4. Households, jobs, and schools only matter in the model because they determine which
members of the population interact with each other and therefore can infect each other. Rates
of infection may vary between different settings.

5. I have separate functions for disease transmission in households, businesses, schools, and in the
community. I also have a functions that implement mitigation measures such as lockdowns.
Putting things in functions allows you to easily change them in the future. For example, if I
decide that I want to have household disease transmission work in a different way, it just means
writing a new function.
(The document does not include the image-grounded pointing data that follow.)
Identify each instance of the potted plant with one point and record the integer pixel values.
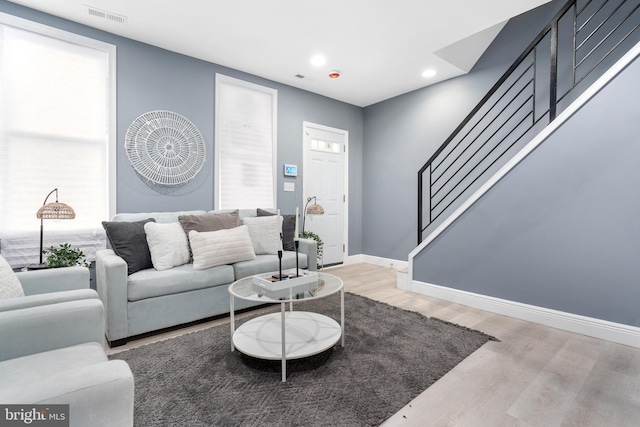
(314, 236)
(65, 256)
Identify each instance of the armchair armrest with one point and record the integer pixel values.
(111, 284)
(50, 327)
(310, 248)
(54, 280)
(44, 299)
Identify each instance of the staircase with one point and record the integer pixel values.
(582, 42)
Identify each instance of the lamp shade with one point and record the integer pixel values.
(56, 210)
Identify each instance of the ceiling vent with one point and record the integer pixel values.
(106, 15)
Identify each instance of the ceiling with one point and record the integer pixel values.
(379, 47)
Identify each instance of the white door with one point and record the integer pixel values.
(324, 160)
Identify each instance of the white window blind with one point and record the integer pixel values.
(246, 117)
(55, 131)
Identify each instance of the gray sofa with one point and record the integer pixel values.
(151, 300)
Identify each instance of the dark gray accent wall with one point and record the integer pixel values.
(402, 133)
(150, 78)
(560, 231)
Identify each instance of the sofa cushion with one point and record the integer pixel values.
(129, 241)
(168, 245)
(39, 366)
(153, 283)
(265, 233)
(161, 217)
(10, 286)
(268, 263)
(288, 228)
(210, 221)
(211, 248)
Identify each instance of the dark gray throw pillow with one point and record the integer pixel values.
(288, 228)
(129, 241)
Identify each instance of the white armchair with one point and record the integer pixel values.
(52, 351)
(51, 286)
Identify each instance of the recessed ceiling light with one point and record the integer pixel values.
(318, 60)
(429, 73)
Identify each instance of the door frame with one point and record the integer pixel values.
(345, 178)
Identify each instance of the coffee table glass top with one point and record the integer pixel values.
(245, 289)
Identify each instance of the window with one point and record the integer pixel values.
(245, 160)
(57, 93)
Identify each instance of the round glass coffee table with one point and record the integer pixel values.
(288, 334)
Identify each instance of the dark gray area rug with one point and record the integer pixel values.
(390, 356)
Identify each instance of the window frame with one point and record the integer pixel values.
(221, 79)
(111, 149)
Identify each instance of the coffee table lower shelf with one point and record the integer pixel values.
(306, 334)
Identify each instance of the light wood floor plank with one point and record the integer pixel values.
(534, 376)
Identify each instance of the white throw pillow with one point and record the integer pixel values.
(265, 233)
(10, 286)
(167, 244)
(211, 248)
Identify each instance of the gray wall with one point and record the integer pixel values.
(150, 78)
(402, 133)
(561, 230)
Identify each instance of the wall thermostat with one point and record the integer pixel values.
(290, 170)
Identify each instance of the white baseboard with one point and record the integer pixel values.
(597, 328)
(379, 261)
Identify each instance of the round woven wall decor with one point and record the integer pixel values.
(165, 148)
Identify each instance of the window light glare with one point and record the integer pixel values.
(429, 73)
(318, 60)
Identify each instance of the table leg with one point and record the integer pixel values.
(284, 355)
(342, 313)
(232, 319)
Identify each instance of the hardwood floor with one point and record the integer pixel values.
(534, 376)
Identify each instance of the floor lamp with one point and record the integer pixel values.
(55, 210)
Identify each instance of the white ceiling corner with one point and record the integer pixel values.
(380, 47)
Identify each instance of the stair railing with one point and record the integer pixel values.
(583, 39)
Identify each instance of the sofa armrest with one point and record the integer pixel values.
(54, 280)
(111, 284)
(97, 395)
(310, 248)
(44, 299)
(50, 327)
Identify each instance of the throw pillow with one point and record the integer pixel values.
(211, 248)
(129, 241)
(10, 286)
(211, 221)
(168, 244)
(265, 233)
(288, 229)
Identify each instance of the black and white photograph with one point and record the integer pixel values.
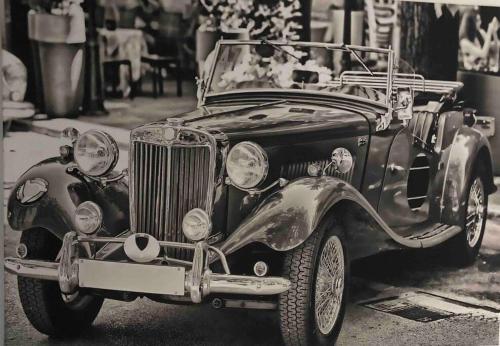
(250, 172)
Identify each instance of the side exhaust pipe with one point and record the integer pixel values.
(240, 284)
(32, 268)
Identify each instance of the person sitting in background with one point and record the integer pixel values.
(474, 45)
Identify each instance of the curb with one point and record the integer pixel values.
(493, 212)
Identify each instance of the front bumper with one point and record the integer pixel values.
(194, 279)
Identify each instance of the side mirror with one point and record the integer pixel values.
(470, 116)
(200, 88)
(305, 76)
(404, 104)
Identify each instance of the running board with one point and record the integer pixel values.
(435, 234)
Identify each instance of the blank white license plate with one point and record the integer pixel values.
(131, 277)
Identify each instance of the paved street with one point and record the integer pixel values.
(470, 297)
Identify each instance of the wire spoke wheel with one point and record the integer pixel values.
(475, 212)
(329, 286)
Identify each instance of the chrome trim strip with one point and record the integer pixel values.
(153, 134)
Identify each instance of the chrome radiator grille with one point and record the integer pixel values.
(168, 180)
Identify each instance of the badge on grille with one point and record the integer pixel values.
(169, 134)
(141, 247)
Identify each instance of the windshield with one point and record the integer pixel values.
(241, 66)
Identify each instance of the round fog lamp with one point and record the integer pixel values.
(247, 165)
(260, 268)
(88, 217)
(196, 224)
(96, 153)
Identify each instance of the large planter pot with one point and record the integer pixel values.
(58, 46)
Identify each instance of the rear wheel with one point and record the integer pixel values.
(42, 301)
(464, 248)
(312, 310)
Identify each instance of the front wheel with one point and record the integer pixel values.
(42, 301)
(463, 249)
(312, 310)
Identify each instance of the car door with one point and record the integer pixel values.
(405, 196)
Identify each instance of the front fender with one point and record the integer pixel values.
(468, 146)
(55, 209)
(288, 217)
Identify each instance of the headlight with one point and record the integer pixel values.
(96, 153)
(247, 165)
(88, 217)
(196, 225)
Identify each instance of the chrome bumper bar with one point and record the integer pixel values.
(72, 272)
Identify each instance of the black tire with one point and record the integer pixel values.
(459, 251)
(299, 325)
(41, 299)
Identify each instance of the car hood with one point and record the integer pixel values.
(249, 120)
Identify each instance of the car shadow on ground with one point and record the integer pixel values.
(430, 269)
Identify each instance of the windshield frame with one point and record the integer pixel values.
(329, 46)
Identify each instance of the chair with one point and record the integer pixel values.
(166, 52)
(112, 74)
(111, 69)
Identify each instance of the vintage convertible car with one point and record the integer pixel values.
(289, 169)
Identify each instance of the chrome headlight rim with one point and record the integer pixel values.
(111, 146)
(263, 158)
(94, 207)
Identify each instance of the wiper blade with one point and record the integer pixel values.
(358, 58)
(275, 46)
(244, 108)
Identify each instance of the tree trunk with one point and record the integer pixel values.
(416, 20)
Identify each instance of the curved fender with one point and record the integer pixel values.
(55, 209)
(288, 217)
(467, 145)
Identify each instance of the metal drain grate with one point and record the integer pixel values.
(403, 307)
(427, 307)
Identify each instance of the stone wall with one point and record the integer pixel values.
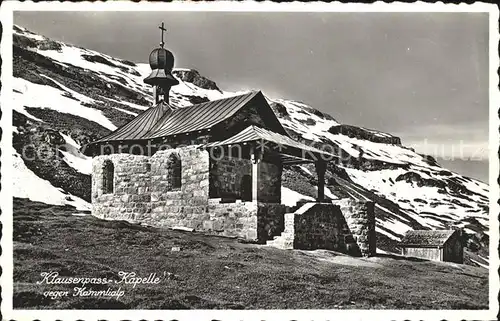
(187, 207)
(131, 198)
(227, 175)
(360, 218)
(232, 219)
(321, 226)
(270, 222)
(141, 194)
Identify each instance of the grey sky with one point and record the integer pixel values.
(416, 75)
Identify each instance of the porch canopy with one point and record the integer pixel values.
(265, 141)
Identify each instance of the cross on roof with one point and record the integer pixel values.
(162, 28)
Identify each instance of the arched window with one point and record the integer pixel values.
(108, 176)
(174, 167)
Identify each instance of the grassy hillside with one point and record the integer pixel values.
(208, 272)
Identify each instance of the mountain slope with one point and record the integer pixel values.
(66, 96)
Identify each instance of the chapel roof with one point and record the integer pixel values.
(199, 116)
(426, 238)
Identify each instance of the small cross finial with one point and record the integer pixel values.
(162, 28)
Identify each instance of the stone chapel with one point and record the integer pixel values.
(216, 167)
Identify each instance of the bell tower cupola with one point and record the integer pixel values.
(161, 62)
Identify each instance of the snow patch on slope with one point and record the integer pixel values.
(28, 94)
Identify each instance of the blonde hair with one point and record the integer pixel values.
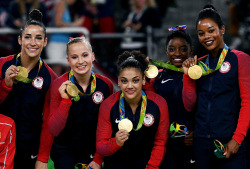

Provided that the input and output is the same, I don’t need to change
anything else in the program.

6. There are many different pieces to this program, but work on one thing at a time. Keep testing
as you go along. Check at every step to make sure that your code is doing what it is supposed to.

7. The first thing that you probably should do is the make the function that constructs your
population because you can’t test anything else until you have a correct population data frame.

8. You will get most of the data for model parameters from scientific papers. One way to find these
is using Google Scholar. Search “scholar” on Google and it will give you Google Scholar. E.g.
searching “us household composition” led me to the data on which I based my
make_households function.

9. One advantage of using functions is that you can start with parameter values that you make up
for testing and then easily plug in better values later after doing research.

10. There is partial credit! Your program does not have to be perfect to get points.